Kulturcampus Baufeld 12


  • 1. Preis Realisierungsteil

    kein Bild vorhanden
    Brandschutzplaner
    Ingenieurbüro Michielsen, Neustadt an der Weinstraße (DE)

    In Zusammenarbeit mit:
    Architekten: Meixner Schlüter Wendt Architekten, Frankfurt/Main (DE)
    Tragwerksplaner: RSP Remmel+Sattler Ingenieurgesellschaft mbH, Frankfurt am Main (DE), Berlin (DE)
    TGA-Fachplaner: IPB Ingenieurgesellschaft für Energie und Gebäudetechnik, Frankfurt am Main (DE), Sarnen (CH)

    Erläuterungstext
    Liegt nicht vor.

    Beurteilung durch das Preisgericht

    Als städtebauliches und übergeordnetes Konzept formuliert der Entwurf mit Verweis auf den Nolli-Plan ein räumliches Netz öffentlich zugänglicher Räume mit kultureller Bestimmung, die überwiegend zur Jügelstraße orientiert sind. Dieser Idee folgen auch die Anlagen von Durchwegungen, Blickbeziehungen und räumlichen Bezügen zur Umgebung und zum Bestand.

    Im Ideenteil wird dieser Ansatz im zentralen Kulturgebäude deutlich vorgestellt. Es gelingt aber nicht, damit ein insgesamt tragfähiges und bestimmendes Gebäude und Raumkonzept zu etablieren.

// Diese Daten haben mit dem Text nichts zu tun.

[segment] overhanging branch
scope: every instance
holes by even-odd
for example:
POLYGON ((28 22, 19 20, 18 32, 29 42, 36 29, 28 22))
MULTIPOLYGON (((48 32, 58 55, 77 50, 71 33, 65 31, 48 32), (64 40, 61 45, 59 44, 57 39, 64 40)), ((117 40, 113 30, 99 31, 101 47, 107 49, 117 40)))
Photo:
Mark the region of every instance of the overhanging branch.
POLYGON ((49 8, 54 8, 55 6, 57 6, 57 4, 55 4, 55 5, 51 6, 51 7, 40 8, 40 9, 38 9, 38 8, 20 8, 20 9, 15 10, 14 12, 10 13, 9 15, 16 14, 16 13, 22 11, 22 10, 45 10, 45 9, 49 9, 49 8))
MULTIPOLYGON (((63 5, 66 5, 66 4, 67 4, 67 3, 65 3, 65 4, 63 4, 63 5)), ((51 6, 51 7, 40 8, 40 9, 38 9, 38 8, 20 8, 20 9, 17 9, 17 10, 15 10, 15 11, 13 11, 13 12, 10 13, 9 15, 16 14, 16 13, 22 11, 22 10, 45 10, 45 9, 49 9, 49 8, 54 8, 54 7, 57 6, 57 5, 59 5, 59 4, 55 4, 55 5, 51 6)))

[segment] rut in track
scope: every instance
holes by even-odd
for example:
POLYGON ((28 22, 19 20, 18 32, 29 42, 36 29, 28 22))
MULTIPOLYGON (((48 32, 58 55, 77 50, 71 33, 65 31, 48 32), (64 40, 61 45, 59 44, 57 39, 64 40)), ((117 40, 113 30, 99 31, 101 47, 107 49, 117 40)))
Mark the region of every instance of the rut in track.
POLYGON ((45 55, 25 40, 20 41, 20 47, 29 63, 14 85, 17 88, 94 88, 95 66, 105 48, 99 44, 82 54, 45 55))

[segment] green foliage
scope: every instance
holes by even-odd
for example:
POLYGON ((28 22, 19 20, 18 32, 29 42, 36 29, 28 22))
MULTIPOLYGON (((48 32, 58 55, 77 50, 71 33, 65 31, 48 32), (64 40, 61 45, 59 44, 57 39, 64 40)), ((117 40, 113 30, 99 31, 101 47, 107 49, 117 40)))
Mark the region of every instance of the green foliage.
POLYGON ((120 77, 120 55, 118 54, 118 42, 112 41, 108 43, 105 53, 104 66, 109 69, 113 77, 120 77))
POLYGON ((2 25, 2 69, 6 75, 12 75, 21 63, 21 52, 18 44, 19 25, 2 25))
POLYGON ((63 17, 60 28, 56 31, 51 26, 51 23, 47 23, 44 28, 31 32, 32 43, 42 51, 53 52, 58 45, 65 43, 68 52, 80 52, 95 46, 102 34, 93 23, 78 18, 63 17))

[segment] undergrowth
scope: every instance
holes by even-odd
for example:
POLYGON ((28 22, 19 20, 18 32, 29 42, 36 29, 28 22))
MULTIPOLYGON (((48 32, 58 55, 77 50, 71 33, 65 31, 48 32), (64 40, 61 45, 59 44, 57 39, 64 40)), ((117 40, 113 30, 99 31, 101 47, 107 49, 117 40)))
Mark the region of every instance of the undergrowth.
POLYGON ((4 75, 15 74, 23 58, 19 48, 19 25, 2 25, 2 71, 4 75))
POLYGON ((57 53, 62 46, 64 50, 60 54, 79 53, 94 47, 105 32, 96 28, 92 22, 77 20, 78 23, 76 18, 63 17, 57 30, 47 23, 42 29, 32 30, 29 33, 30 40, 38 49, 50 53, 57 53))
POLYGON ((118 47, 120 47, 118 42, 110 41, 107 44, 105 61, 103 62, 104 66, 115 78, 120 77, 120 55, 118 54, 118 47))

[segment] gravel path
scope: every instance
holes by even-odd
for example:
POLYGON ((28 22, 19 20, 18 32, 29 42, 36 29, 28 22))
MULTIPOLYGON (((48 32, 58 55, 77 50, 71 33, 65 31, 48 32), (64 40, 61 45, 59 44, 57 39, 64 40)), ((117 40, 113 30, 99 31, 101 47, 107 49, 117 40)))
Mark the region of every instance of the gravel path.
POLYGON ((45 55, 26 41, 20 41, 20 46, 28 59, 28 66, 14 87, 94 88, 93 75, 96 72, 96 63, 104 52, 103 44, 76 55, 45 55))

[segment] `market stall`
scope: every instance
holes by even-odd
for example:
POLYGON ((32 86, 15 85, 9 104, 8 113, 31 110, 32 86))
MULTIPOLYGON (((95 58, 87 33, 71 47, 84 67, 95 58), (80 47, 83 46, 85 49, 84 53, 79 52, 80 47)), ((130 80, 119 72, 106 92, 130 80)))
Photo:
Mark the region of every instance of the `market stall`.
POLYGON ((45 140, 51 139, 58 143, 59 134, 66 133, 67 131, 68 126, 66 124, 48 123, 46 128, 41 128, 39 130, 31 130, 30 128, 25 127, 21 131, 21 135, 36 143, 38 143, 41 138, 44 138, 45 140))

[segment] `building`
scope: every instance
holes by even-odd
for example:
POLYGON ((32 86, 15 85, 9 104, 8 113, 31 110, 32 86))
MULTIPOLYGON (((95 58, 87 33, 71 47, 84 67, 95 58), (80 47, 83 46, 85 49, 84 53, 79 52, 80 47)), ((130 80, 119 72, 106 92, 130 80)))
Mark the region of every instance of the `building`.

    Der Realisierungsteil ist sehr überzeugend gelöst. Die Verfasser stellen mit Büro- und Wohngebäude zwei insbesondere bei den Fassaden völlig unterschiedliche Häuser dar. Die Abbildung von Maßstab und Differenzierung mit Verweis auf das Quartier wird insgesamt positiv gewertet. Der Übergang zwischen Büro- und Wohngebäude ist sehr geschickt gelöst. Besonders hervorgehoben wird die von der Bürohausfassade ausgehende Signalwirkung. In ihrer Unbestimmtheit und Camouflage–Wirkung ist die Bürohausfassade in besonderer Weise geeignet, auf den ungewöhnlichen Ort „Kulturcampus“ hinzuweisen und einen markanten Übergang zu formulieren. Beide Gebäude sind typologisch sehr gut organisiert. Das Wohnhaus trägt mit seiner fein gegliederten Fassade alle Merkmale eines neuzeitlichen Wohnbaus und reflektiert die Wünsche und Vorstellungen des Quartiers. Kritisch gesehen werden außerdem die Erschließung der Wohnungen über den Hof des Wohngebäudes und die Lage der Tiefgaragenzufahrt, die den Autoverkehr in das Quartier hineinzieht. Der Gebäudeeinschnitt am U-Bahn-Zugang ist zwar sinnvoll, er kann jedoch nicht vollständig überzeugen. Der Freiraum in diesem Bereich ist sehr reduziert und niedrig. Ein zweigeschossiger Einschnitt wäre der städtebaulichen Situation angemessen. Die Küche des Restaurants, zur Zeit entlang der wertvollen Südfassade gelegen, sollte in ihrer Lage überprüft werden.

    Insgesamt stellt der Beitrag im Bereich des Realisierungsteils eine sehr gelungene Lösung dar.